When a defendant is sentenced to imprisonment for an offense committed while on parole in this State, such term of imprisonment and any period of reimprisonment *458that the parole board may require the defendant to serve upon the revocation of his parole shall ran consecutively unless the court orders these sentences to ran concurrently.
IN.J.S.A. 2C:44-5e.]

In the present case, the sentencing judge was willing to go along with the bargained-for-recommendation. Defendant was sentenced to a minimum three year term, which was to run concurrently with the unexpired term of the first sentence being served upon revocation of parole. The entirely separate elements of defendant’s violation of N.J.S.A. 2C:29-5b were made out by factual basis given during his retraxit guilty plea proceedings. The judge sentenced defendant under N.J.S.A. 2C:29-5b, as punishment for the conduct made criminal by that statute. As to the revocation of parole, it did not extend defendant’s original sentence, it simply altered the conditions under which it must be served. U.S. v. Brown, 59 F.3d 102, 104-05 (9th Cir.1995).

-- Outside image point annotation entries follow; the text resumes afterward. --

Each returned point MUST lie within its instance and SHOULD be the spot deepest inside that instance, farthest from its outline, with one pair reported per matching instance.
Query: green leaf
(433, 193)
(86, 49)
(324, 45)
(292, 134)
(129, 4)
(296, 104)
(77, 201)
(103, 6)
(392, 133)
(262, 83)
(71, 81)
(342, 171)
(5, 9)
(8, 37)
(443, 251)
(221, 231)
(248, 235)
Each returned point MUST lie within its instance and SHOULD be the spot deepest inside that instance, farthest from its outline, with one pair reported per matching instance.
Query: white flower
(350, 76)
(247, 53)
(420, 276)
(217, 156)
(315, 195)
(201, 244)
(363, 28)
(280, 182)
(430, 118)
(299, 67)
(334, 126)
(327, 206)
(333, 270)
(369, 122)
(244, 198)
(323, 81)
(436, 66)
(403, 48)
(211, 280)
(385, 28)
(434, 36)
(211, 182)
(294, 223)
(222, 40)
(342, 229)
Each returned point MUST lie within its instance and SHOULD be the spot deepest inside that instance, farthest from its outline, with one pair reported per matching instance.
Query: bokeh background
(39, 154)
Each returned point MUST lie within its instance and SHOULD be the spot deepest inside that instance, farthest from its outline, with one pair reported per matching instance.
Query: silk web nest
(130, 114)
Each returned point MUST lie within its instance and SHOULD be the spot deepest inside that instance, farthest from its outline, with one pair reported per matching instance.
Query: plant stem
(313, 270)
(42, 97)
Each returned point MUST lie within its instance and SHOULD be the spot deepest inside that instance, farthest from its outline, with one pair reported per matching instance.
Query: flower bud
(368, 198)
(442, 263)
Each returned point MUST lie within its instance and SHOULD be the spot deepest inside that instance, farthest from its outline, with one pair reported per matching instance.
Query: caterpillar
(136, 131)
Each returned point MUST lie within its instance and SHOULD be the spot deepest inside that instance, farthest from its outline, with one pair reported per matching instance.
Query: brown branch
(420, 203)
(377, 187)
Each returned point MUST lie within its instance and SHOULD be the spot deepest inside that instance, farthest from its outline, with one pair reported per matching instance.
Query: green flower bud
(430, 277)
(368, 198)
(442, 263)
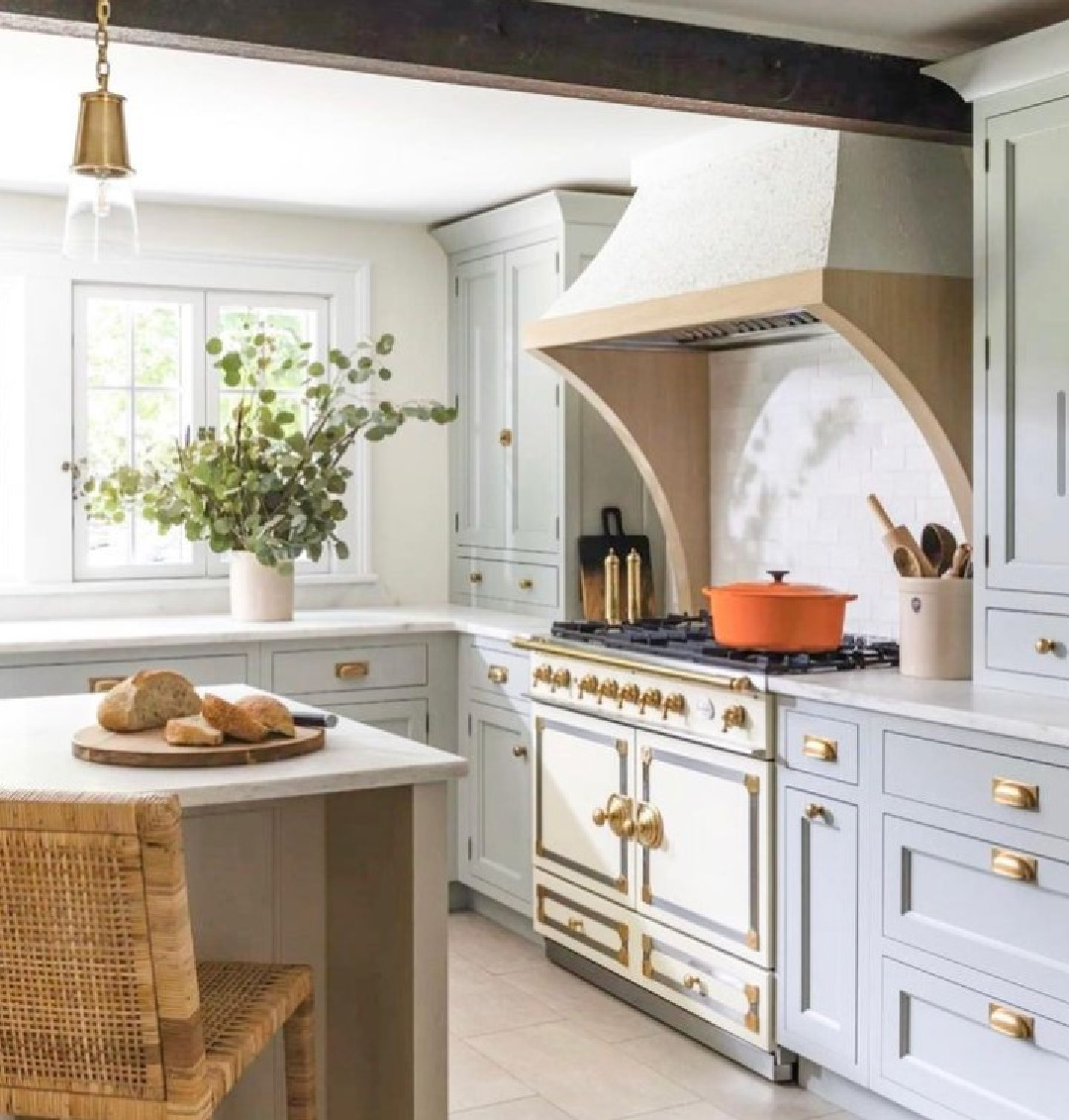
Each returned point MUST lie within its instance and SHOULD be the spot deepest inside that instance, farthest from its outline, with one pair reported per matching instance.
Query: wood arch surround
(916, 331)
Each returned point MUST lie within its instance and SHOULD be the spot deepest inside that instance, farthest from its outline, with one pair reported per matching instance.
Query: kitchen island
(337, 860)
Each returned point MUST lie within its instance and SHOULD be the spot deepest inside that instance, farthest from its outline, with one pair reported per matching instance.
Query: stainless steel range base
(779, 1067)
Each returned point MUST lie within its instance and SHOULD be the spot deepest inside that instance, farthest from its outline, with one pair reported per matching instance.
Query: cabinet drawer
(998, 787)
(99, 675)
(494, 668)
(821, 745)
(583, 922)
(981, 899)
(941, 1042)
(348, 668)
(1026, 642)
(711, 984)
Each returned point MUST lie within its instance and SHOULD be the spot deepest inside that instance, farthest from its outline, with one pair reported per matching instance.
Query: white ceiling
(237, 131)
(918, 28)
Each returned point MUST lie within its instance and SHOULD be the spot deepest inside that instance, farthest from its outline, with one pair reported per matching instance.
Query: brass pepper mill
(633, 586)
(613, 588)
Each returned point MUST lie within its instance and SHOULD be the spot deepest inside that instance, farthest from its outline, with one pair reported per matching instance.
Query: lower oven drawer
(584, 923)
(964, 1050)
(728, 992)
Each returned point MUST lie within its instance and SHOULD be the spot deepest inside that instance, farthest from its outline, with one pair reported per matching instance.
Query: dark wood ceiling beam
(545, 49)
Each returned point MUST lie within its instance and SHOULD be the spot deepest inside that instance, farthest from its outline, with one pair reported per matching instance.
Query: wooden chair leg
(299, 1044)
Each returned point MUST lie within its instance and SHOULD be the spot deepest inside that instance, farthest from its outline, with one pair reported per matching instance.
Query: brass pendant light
(102, 221)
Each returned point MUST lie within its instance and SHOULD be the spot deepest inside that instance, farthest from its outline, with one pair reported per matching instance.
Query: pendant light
(102, 222)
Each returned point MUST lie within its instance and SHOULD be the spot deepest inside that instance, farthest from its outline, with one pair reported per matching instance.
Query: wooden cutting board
(150, 749)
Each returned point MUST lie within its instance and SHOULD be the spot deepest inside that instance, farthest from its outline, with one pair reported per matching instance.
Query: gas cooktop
(689, 638)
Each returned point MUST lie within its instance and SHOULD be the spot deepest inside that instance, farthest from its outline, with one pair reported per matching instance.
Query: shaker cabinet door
(1027, 378)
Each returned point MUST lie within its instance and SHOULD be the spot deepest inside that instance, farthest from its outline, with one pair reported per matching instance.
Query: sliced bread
(147, 699)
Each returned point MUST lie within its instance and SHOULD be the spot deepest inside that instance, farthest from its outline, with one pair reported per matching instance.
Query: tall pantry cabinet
(532, 463)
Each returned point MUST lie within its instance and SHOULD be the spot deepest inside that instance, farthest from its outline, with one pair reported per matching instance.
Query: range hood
(754, 234)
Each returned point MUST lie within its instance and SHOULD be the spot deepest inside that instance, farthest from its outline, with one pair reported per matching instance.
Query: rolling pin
(899, 537)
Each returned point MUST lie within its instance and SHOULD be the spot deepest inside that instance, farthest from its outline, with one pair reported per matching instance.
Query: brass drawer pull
(1012, 865)
(1004, 791)
(104, 683)
(1011, 1024)
(351, 669)
(826, 751)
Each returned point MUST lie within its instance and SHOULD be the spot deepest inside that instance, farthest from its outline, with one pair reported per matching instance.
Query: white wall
(409, 299)
(802, 433)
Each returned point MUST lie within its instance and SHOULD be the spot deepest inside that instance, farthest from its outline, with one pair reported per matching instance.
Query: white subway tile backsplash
(802, 433)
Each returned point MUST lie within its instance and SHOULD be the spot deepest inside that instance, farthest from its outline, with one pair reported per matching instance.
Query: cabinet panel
(478, 344)
(819, 973)
(532, 283)
(1027, 254)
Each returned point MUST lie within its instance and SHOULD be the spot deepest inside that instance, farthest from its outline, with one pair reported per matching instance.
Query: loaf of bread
(193, 732)
(147, 699)
(232, 720)
(274, 716)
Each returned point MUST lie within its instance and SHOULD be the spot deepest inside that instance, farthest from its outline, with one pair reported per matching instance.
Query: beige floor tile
(588, 1078)
(484, 1008)
(727, 1085)
(476, 1080)
(579, 1001)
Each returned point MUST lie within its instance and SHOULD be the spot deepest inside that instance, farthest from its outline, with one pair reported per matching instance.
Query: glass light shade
(102, 220)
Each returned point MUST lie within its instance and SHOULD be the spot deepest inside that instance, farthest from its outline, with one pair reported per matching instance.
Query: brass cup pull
(104, 683)
(1012, 865)
(1007, 792)
(1011, 1024)
(351, 669)
(826, 751)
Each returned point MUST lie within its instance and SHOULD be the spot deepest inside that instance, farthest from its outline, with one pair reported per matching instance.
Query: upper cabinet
(531, 462)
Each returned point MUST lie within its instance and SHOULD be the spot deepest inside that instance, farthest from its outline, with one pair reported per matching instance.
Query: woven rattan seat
(104, 1014)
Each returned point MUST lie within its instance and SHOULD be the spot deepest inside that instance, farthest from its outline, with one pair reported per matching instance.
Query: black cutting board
(592, 553)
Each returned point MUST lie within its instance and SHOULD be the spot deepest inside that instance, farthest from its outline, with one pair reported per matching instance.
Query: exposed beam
(545, 49)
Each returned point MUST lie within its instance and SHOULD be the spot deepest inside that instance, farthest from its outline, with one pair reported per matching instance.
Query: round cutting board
(150, 749)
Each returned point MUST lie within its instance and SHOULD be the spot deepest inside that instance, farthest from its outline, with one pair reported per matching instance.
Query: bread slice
(274, 716)
(193, 732)
(232, 720)
(147, 699)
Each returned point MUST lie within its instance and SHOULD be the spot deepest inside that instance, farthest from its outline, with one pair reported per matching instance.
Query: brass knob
(651, 698)
(675, 704)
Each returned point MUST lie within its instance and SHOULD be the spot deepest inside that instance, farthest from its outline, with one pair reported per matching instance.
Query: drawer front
(348, 668)
(711, 984)
(495, 669)
(982, 783)
(100, 675)
(821, 745)
(981, 900)
(940, 1043)
(1027, 642)
(584, 923)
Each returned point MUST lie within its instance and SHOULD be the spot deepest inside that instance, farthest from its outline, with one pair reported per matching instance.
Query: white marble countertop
(36, 756)
(70, 635)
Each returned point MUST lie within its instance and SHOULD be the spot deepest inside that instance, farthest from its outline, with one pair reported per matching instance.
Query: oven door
(584, 801)
(703, 838)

Defendant is not entitled to jail credits against his absconding sentence for time served after his apprehension on the parole warrant until conviction on the absconding charge. R. 3:21-8 applies only to confinement directly attributable to the offense giving rise to the initial incarceration. State v. Hill, 208 N.J.Super. 492, 495, 506 A.2d 373 (App.Div.), certif. denied, 104 N.J. 412, 517 A.2d 411 (1986). Defendant’s return to custody arose under the parole warrant issued in order that the sentence under the drug distribution conviction might be carried out. Defendant has received credit for the time served against the unserved portion of CDS conviction and no further credit is warranted.

The judgment of conviction under review is affirmed.